On the merits, plaintiff prima facie established defendants’ violation of Labor Law § 240(1), as it is undisputed that the only safety devices supplied to him – an unsecured scaffold with a maximum height of six feet and an A-frame ladder – failed to afford him adequate protection to perform his sheetrock installation work while at an elevation, proximately causing his injuries (see Leconte v. 80 E. End Owners Corp., 80 A.D.3d 669, 671, 915 N.Y.S.2d 140 [2d Dept. 2011] ; Noor v. City of New York, 130 A.D.3d 536, 539–540, 15 N.Y.S.3d 13 [1st Dept. 2015], lv dismissed 27 N.Y.3d 975, 31 N.Y.S.3d 451, 50 N.E.3d 919 [2016] ). Notably, the record is uncontroverted that the scaffold was not high enough to allow plaintiff to do his work; hence he used the only other readily available device, an A-frame ladder, on top of the scaffold. The ladder had to be used in a closed position, as there was not enough space for it to be opened on the scaffold's platform. When the scaffold moved beneath plaintiff, the ladder toppled over, causing him to fall to the ground below.
In opposition, defendants failed to raise a triable issue. Defendants’ contention that plaintiff's actions were the sole proximate cause of the accident is unavailing, since he was not provided a proper safety device to prevent his fall, and that failure is a cause of his injuries (see Saavedra v. 89 Park Ave. LLC, 143 A.D.3d 615, 39 N.Y.S.3d 462 [1st Dept. 2016] ; Noor, 130 A.D.3d 536, 540, 15 N.Y.S.3d 13 ; Leconte, 80 A.D.3d 669, 671–672, 915 N.Y.S.2d 140 ).

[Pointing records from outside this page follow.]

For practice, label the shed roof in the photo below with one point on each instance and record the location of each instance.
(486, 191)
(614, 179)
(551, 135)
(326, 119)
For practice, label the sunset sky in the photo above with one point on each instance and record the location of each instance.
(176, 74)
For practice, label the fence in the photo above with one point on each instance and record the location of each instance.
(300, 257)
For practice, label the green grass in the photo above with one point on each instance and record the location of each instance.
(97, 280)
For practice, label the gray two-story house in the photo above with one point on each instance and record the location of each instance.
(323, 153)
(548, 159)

Additionally, contrary to defendants’ argument, there is no requirement for Labor Law § 240(1) purposes that plaintiff know exactly the cause of his accident, or what caused the scaffold or ladder to move, where there is no dispute that the safety devices failed (see Harrison v. V.R.H. Constr. Corp., 72 A.D.3d 547, 901 N.Y.S.2d 590 [1st Dept. 2010] ; Orellano v. 29 E. 37th St. Realty Corp., 292 A.D.2d 289, 291, 740 N.Y.S.2d 16 [1st Dept. 2002] ). Moreover, it is not relevant that the ladder and scaffold were free from defects (see Orellano at 290, 740 N.Y.S.2d 16 ).
EM Windsor failed to establish prima facie entitlement to summary judgment dismissing plaintiff's Labor Law § 241(6) claim predicated on alleged violations of Industrial Code §§ 23–1.21(b)(4)(ii) and (iv), as there is sufficient testimony in the record to support such violations, including that the ladder was unsecured and lacked rubber footing, and no one was holding it in place at the time of plaintiff's fall. EM Windsor failed to establish as a matter of law that the alleged violations were not a proximate cause of plaintiff's accident. However, Industrial Code § 23–1.21(e)(2), which pertains to a "stepladder ... opened to its full position," is inapplicable.